A seguir o Presidente examinará de forma particular: a) a admissibilidade da prova
pericial oferecida pela Comissão; b) as observações realizadas pelo Estado às declarações das
supostas vítimas oferecidas pelos representantes; c) as observações realizadas pelo Estado à
declaração testemunhal oferecida pelos representantes; d) as observações realizadas pelo
Estado a alguns peritos oferecidos pelos representantes; e) a solicitação dos representantes de
substituição de uma perita; f) a solicitação do Estado de inclusão de quatro novos peritos; g) a
modalidade das declarações e pareceres periciais por receber; h) as alegações e observações
finais escritas e i) a aplicação do Fundo de Assistência Jurídica de Vítimas da Corte.

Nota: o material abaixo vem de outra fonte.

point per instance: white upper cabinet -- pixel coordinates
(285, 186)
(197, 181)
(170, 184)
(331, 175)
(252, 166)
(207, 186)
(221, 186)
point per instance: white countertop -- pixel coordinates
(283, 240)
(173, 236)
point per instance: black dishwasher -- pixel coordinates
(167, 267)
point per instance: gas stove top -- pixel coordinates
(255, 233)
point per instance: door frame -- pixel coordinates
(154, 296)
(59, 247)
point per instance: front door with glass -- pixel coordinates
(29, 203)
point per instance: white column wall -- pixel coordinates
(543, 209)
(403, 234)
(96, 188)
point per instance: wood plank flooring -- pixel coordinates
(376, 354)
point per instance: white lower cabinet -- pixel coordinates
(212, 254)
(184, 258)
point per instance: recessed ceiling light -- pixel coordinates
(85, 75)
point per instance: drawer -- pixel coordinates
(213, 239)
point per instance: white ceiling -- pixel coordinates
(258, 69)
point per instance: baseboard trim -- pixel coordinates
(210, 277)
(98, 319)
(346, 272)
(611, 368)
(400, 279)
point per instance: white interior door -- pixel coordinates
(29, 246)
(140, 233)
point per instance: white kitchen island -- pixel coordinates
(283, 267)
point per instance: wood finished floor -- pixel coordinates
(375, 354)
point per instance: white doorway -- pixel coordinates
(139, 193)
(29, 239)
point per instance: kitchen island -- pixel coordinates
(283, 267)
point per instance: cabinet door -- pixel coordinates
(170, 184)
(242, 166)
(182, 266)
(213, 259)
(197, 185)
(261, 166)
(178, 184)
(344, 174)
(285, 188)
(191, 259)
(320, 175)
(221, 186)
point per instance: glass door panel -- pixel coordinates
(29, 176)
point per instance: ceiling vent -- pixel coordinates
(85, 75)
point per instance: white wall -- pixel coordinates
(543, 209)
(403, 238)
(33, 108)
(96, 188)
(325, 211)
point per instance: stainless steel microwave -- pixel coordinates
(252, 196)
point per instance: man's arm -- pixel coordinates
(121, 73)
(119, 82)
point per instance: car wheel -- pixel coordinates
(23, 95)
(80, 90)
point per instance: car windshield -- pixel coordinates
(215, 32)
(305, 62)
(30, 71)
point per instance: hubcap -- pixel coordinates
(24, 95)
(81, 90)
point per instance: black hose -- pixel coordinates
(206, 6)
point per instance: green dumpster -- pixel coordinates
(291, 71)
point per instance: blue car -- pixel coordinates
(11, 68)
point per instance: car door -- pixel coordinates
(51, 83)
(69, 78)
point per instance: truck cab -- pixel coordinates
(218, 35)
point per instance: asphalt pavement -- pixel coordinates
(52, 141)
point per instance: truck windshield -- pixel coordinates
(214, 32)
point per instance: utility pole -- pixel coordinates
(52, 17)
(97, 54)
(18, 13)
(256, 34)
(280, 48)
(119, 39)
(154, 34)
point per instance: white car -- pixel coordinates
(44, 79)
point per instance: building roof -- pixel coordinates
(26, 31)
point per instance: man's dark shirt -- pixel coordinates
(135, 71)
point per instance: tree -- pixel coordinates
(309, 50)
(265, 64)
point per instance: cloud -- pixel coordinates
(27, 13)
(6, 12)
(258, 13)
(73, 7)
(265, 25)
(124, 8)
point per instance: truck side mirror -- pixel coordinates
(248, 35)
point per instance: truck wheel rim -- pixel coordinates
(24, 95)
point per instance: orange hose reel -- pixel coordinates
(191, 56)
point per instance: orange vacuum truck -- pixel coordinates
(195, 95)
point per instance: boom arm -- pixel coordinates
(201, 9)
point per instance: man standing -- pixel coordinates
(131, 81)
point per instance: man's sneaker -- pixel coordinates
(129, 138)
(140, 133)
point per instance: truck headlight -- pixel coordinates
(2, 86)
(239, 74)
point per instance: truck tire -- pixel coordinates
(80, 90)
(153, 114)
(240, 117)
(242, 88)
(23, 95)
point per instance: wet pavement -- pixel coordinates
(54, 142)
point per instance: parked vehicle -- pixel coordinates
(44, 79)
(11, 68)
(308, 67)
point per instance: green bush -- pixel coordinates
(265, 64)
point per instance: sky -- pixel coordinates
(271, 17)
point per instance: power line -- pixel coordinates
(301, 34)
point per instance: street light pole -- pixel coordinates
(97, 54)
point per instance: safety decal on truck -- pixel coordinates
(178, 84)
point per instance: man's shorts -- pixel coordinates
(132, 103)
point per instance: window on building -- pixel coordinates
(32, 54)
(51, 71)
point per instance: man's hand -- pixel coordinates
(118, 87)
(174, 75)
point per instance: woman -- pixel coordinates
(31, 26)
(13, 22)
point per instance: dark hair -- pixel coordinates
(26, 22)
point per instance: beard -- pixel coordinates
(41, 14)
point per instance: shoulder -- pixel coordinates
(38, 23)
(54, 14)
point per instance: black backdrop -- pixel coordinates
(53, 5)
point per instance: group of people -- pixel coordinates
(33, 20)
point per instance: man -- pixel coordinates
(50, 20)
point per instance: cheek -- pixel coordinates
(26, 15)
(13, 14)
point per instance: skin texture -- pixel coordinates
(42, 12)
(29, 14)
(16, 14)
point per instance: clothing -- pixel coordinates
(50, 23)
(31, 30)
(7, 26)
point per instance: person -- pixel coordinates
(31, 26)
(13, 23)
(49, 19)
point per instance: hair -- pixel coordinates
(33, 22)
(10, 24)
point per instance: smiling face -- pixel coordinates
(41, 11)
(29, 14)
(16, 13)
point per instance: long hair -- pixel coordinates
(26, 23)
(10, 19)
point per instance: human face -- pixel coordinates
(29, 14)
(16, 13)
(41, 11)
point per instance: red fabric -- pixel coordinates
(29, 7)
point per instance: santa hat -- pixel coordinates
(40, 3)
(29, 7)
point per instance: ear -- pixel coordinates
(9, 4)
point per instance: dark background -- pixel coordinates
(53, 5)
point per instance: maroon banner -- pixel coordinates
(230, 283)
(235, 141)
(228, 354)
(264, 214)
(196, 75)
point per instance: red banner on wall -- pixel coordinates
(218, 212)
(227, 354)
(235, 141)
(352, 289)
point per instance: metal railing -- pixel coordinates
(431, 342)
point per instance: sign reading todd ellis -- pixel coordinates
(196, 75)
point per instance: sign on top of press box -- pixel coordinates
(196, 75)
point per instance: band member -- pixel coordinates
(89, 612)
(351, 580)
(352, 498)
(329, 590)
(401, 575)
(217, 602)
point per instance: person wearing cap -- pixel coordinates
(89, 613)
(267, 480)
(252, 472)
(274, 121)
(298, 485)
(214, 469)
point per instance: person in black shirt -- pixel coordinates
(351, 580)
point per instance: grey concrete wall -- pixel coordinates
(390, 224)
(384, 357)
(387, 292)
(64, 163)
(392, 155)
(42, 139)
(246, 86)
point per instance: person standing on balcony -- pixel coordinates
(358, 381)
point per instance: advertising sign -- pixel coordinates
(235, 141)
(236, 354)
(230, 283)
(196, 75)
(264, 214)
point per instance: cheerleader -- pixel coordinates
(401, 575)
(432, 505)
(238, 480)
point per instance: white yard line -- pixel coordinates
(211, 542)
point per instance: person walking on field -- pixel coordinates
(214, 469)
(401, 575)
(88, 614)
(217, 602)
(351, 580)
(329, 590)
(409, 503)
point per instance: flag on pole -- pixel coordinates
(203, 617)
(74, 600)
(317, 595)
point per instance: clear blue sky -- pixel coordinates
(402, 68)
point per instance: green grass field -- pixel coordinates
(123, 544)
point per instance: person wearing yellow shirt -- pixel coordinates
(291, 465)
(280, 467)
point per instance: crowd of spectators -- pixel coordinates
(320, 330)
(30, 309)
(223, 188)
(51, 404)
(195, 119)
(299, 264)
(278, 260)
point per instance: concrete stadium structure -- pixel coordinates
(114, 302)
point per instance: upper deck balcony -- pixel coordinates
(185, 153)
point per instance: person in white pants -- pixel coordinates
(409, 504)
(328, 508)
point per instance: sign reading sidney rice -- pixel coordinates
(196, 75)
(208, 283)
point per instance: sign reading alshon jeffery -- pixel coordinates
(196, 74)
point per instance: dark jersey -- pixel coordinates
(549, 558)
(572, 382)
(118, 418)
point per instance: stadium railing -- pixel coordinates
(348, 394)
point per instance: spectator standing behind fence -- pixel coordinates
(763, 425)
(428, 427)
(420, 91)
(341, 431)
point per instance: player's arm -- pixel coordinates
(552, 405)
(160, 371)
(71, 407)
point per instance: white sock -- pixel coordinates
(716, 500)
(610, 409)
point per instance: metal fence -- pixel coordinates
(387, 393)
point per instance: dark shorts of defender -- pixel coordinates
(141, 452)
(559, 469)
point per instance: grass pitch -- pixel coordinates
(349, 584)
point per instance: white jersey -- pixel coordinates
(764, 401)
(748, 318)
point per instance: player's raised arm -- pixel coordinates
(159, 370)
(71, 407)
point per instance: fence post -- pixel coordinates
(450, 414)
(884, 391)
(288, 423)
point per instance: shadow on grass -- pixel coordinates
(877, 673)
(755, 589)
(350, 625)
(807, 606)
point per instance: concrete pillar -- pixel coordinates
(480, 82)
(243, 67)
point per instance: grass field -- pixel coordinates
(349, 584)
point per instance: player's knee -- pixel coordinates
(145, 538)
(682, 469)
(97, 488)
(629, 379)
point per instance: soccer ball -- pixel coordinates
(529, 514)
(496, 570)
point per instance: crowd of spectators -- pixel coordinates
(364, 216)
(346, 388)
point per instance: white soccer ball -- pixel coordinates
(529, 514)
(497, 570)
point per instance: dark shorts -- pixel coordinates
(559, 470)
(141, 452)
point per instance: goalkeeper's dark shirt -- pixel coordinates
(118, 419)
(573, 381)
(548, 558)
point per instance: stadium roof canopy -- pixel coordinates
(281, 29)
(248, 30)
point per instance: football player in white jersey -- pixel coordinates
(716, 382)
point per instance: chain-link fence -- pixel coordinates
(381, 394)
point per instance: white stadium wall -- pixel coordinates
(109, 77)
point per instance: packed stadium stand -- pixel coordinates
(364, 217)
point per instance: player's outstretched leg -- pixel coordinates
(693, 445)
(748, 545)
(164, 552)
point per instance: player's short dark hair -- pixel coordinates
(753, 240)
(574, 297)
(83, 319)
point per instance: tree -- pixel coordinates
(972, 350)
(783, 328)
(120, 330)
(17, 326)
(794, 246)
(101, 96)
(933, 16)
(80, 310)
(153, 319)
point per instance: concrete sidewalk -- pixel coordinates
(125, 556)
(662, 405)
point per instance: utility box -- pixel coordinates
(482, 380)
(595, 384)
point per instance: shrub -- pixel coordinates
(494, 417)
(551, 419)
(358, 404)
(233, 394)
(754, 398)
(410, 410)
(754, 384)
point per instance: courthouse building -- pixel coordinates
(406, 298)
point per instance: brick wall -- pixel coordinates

A. Admissibilidade da prova pericial oferecida pela Comissão Interamericana
7.
A Comissão ofereceu dois pareceres periciais, a saber: i) Christof Heyns, sobre os
padrões internacionais relativos ao dever de investigar supostos de uso letal da força por parte
de agentes policiais no contexto de operações ou incursões. Especificamente, o perito se
referirá aos padrões relevantes para analisar as múltiplas formas de estigmatização que
podem operar nestas investigações, em particular, a qualificação como "delinquentes" das
vítimas falecidas, e a maneira como tais estigmas impactam o desenvolvimento e as
perspectivas de efetividade das investigações. Além disso, o perito fará referência à invocação
da figura de prescrição frente a possíveis execuções extrajudiciais em contextos como os do
presente caso, e ii) Patricia Viseur-Sellers, sobre os padrões internacionais relativos ao dever
de investigar casos de violência sexual e tortura contra as mulheres por parte de agentes
estatais. A perita fará especial referência aos padrões relevantes que devem ser levados em
conta quando as vítimas são meninas. Além disso, a perita se referirá à aplicação da figura da
prescrição a atos de violência sexual qualificados como tortura. Estes pareceres periciais foram
confirmados pela Comissão em sua lista definitiva de declarantes.
8.
A Comissão considerou que as perícias oferecidas se referem a temas de ordem pública
interamericana, de acordo com o estabelecido no artigo 31.5 f) do Regulamento da Corte,
argumentando que o caso oferece uma oportunidade para que este Tribunal aprofunde sua
jurisprudência em relação à obrigação de investigar adequadamente mortes violentas
derivadas do uso da força letal por parte de agentes estatais, a problemática da
estigmatização das vítimas e a realização de investigações com o objetivo de determinar a
responsabilidade pelas mortes de pessoas por parte de agentes estatais por suposta
"resistência à prisão". Além disso, afirmou que a Corte poderia se pronunciar sobre o dever de
investigar atos de tortura e violência sexual por parte de agentes policiais contra mulheres e
crianças e sobre a aplicação da figura da prescrição a atos de violência sexual qualificados
como tortura. O Estado e os representantes não apresentaram observações sobre as perícias
oferecidas pela Comissão.
9.
Esta Presidência considera que os objetos das perícias oferecidas pela Comissão são
relevantes para a ordem pública interamericana, pois implicam uma análise de padrões
internacionais relativos ao dever de investigar em casos de uso letal da força por parte de
agentes policiais no contexto de operações ou incursões policiais, assim como a casos de
suposta violência sexual e tortura contra mulheres por parte de agentes estatais. Nesse
sentido, o objeto das perícias ultrapassa a controvérsia do presente caso e se refere a
conceitos relevantes para outros Estados Parte da Convenção. Em consequência, o Presidente
considera pertinente admitir os dois pareceres periciais. O objeto destes pareceres periciais e a
modalidade em que serão recebidos serão determinados na parte resolutiva da presente
Resolução (pontos resolutivos 1 e 5 infra).